How about: http://www.tweak-uac.com/home/
would this creat an acceptable silent mode?

 

That would simply make use of what user Kees1968 mentioned above. No magic there.

 

If you are going to tweak the UAC system to automatically elevate, I would at least use what Kees posted to ensure it only elevates signed applications.

 

Interesting - awful wording on MS's part.

 

Definitely. Without a doubt.

There is no indication whatsoever that one will lose protected mode and file/registry virtualization by setting UAC to "never notify."

So referring back to my suggestion post on the previous page, I was suggesting Microsoft implement a "silent" mode that is "one notch" above "off" on the slider. This would automatically elevate signed applications and only prompt for unsigned applications. Or they could make it just auto-elevate everything for Admin Approval Mode. The point being that the slider bar should offer a bit more granularity that is actually useful to users.

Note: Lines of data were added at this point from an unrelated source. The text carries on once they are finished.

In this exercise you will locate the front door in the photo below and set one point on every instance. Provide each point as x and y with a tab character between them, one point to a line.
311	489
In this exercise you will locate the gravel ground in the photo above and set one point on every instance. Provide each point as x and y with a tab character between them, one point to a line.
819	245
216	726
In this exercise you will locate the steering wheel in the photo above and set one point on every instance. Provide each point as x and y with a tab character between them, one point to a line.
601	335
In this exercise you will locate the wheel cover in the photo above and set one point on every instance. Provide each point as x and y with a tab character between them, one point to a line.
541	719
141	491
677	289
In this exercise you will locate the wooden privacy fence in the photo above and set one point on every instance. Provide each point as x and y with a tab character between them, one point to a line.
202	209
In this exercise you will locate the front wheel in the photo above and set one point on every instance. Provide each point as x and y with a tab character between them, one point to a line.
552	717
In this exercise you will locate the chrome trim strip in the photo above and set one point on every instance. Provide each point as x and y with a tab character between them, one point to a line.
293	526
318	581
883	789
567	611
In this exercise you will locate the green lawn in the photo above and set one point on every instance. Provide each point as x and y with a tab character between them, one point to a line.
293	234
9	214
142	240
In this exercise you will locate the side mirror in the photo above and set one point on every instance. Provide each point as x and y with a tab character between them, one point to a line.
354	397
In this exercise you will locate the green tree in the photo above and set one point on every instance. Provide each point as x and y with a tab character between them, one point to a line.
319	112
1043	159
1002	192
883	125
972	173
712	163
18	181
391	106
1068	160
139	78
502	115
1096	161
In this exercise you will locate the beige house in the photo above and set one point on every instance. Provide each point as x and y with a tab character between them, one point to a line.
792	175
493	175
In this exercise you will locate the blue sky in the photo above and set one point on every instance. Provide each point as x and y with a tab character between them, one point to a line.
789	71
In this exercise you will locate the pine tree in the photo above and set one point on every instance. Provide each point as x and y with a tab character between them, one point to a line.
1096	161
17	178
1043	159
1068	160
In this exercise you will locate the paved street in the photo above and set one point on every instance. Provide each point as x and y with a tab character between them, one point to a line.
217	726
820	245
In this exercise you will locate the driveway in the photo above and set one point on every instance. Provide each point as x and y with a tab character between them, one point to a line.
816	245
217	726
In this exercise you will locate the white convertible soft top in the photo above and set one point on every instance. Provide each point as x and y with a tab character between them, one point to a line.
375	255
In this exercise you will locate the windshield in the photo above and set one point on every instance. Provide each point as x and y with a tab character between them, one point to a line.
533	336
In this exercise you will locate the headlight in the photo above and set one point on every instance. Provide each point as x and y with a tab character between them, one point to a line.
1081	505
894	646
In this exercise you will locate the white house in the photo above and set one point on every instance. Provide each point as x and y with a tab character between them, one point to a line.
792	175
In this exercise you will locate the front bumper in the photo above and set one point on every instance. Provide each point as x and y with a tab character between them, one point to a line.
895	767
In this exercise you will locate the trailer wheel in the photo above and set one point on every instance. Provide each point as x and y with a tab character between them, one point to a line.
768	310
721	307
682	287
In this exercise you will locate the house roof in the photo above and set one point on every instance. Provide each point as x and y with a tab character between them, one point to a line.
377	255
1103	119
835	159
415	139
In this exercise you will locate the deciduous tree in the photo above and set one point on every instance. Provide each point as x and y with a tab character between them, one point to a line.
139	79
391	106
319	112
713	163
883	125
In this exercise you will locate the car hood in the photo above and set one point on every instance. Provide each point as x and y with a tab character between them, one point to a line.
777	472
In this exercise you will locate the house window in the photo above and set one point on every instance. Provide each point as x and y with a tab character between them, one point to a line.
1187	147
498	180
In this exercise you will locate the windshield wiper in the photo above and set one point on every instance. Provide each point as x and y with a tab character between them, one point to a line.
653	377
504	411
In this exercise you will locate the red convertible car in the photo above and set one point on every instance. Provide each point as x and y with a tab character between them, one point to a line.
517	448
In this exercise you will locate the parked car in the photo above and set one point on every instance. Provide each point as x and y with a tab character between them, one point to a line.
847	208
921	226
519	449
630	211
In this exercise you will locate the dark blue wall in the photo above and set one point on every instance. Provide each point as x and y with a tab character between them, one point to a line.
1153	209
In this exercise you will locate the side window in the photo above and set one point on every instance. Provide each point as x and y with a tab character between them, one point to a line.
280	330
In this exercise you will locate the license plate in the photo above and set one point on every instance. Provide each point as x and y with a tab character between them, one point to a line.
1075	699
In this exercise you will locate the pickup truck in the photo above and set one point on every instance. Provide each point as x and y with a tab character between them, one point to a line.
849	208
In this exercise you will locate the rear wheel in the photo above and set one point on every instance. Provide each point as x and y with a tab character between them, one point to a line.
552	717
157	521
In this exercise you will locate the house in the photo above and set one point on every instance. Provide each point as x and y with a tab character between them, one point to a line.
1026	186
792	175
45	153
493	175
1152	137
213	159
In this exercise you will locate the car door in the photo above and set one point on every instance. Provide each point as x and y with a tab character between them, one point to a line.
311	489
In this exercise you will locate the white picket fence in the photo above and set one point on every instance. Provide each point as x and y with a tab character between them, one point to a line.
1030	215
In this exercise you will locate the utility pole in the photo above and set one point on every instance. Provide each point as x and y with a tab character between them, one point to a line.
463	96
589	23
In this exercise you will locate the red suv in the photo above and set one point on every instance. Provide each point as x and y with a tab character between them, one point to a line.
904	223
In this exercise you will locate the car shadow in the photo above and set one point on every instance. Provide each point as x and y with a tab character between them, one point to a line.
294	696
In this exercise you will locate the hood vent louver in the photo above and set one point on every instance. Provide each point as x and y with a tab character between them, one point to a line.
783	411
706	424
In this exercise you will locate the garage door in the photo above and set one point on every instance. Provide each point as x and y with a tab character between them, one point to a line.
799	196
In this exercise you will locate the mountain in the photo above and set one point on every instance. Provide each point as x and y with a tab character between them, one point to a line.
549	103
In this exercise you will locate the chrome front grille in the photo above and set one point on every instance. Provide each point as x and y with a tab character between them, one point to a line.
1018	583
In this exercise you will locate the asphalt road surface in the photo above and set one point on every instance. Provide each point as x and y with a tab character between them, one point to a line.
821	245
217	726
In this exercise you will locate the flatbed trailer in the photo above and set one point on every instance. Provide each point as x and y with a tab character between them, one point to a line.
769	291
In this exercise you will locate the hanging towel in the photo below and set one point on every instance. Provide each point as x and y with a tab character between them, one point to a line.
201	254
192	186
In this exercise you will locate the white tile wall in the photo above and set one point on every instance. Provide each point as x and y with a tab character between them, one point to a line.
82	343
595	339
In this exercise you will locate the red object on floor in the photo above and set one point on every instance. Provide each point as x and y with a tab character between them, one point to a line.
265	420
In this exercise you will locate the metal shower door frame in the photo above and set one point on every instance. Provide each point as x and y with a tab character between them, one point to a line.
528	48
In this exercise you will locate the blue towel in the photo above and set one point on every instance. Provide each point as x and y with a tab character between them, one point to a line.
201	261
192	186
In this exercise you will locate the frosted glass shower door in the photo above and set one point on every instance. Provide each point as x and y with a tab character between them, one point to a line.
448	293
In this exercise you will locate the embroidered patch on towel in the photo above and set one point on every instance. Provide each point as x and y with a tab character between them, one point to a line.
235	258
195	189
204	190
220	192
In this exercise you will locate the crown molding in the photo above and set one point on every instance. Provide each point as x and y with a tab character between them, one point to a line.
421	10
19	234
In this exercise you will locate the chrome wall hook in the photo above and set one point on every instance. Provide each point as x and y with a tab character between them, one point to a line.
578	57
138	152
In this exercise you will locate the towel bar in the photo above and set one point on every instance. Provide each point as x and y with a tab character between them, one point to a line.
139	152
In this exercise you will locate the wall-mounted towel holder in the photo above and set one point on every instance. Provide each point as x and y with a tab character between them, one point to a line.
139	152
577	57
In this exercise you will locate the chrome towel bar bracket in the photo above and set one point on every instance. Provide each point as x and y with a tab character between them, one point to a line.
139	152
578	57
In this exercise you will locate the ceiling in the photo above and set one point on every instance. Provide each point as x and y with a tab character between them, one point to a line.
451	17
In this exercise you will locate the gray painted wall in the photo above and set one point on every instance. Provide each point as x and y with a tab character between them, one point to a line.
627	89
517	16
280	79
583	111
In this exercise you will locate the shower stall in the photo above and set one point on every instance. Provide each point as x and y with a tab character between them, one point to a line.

Or, even more ambitious and following the route they are taking with MSE being super simple, they could remove the off position altogether on the slider page and just offer a true, fully silent mode. However, if they do this, there absolutely still should be a way to fully turn the entire User Account Control system off in the system configuration utility. If it is turned off there, the slider bar page should be grayed out. Something like that; so the end goal is to provide a back-end way to fully disable it for precautionary purposes, but to prevent homey users from ruining some of the best improvements in the OS; let alone preventing them from causing issues with their installed applications due to toggling UAC on/off which is not recommended but not clearly documented!

Of course, the options in gpedit.msc/registry should still exist for pro users to add tweaks for their own preference!

 

It's easy to find out, though.

 

Not easy enough - by the time people research these things they have likely already played with the UAC on/off settings, and thus have already caused some application errors.

I think turning UAC fully off should be a more "hidden", master switch type of setting.

The slider bar needs to reflect setting up just the notifications that people may find bothersome; which the way it is worded presently makes it falsely imply.

 

Here everyone, we need a bit of comedy to lighten this thread up...

This screenshot is from a guy new to Windows Vista/7. He did not know that the "root" Administrator account is disabled by default, unlike on Windows XP. Therefore, he assumed he could safely demote his original admin account (that was created during the Windows initial setup) to a standard user.

In doing so, he locked himself out of Windows.

 

Yikes.

 

Priceless!!!

 

That's why I always advocate a combination of LUA + SRP as outlined here (or, as an alternative, LUA + Applocker but I don't know enough about that as I've moved to Linux) . An application that should not execute (like a drive-by download or an email attachment) will not execute. Period. The user doesn't have to make any decision about it. The only UAC popups would come from legitimate applications asking, e.g., for an update.

Well, although I've said that I moved to Linux I'm running Windows 7 in Virtualbox as LUA + SRP, and I don't get popups all over the place. How come I must be doing something wrong

 

UAC is not as evil as many would like it to be... I only see alerts when I manually initiate something that I know it needs administrator rights.

There are a few exceptions, though. I've mentioned Java, which adds an autorun entry that will trigger the updater. Which can be annoying for those who don't understand what UAC is all about.

Others must be doing something wrong, not you.